Back to the Library
On Aug. 1, 2008, the U.S. Court of Appeals for the Seventh Circuit addressed what it described as a novel legal issue, interpreting a provision of the Class Action Fairness Act, 28 USC Section 1332(d)(11) (CAFA), which the Court said "has not been addressed in this or any other circuit." Bullard v. Burlington Northern Santa Fe Railway Co., No. 08-8011 (Aug. 1, 2008).
Affirming a District Court ruling in favor of Jenner & Block's client and other defendants, the appellate court ruled that federal court is the appropriate place to try a lawsuit filed by 144 plaintiffs against four companies that were allegedly involved in the release of toxic chemicals from a plant in Texas. The ruling sets significant legal precedent and represents a win for several defendants.

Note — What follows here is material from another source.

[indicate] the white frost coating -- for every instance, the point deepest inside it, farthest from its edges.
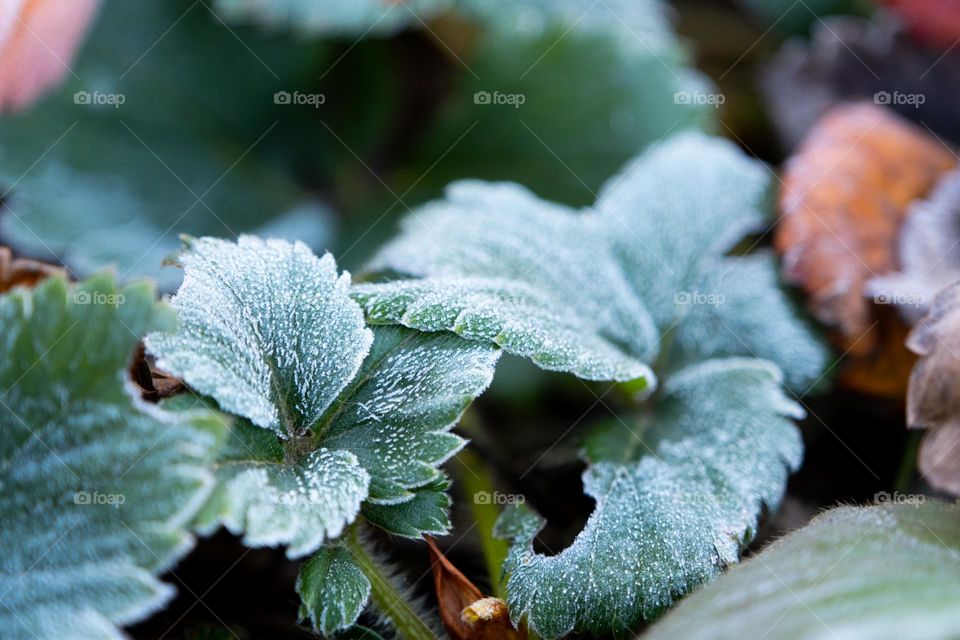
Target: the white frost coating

The defendants had removed the case from Illinois state court to the U.S. District Court for the Northern District of Illinois under the recently enacted CAFA. Under CAFA, a "mass action" -- one involving a proposed trial of the claims of more than 100 litigants -- can be removed to federal court. The plaintiffs claimed that, although they had filed a single complaint for 144 plaintiffs, theirs was not a "mass action" because they had not expressly stated that they were seeking a joint trial and might later stipulate to trial in smaller groups. The plaintiffs argued that defendants may remove a mass action only when a final pretrial order identifies 100 or more plaintiffs to be included in a single trial.

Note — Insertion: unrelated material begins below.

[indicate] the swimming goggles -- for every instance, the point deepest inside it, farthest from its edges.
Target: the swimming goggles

The Seventh Circuit rejected the plaintiffs' contention, holding that the case was properly removed because a joint trial is implicitly proposed by the filing of a complaint joining 100 or more plaintiffs and that it was irrelevant whether a trial covering 100 or more plaintiffs actually ensued. The Court noted that trying the claims of a few plaintiffs in such a case could have preclusive effects for the other plaintiffs. In fact, the appeals court said, the plaintiffs in this case were essentially proposing a trial common to all plaintiffs that was the the equivalent of a removable class action. In affirming the denial of the plaintiffs’ motion to remand, the court also mentioned that the amount in controversy requirement of CAFA is met “if at least one plaintiff demands $75,000.”
The Firm's team was led by Partners Lise T. Spacapan, Gabrielle Sigel, and Traci M. Braun and Associate Jill M. Hutchison. The decision was the subject of articles in the Chicago Daily Law Bulletin and Law 360.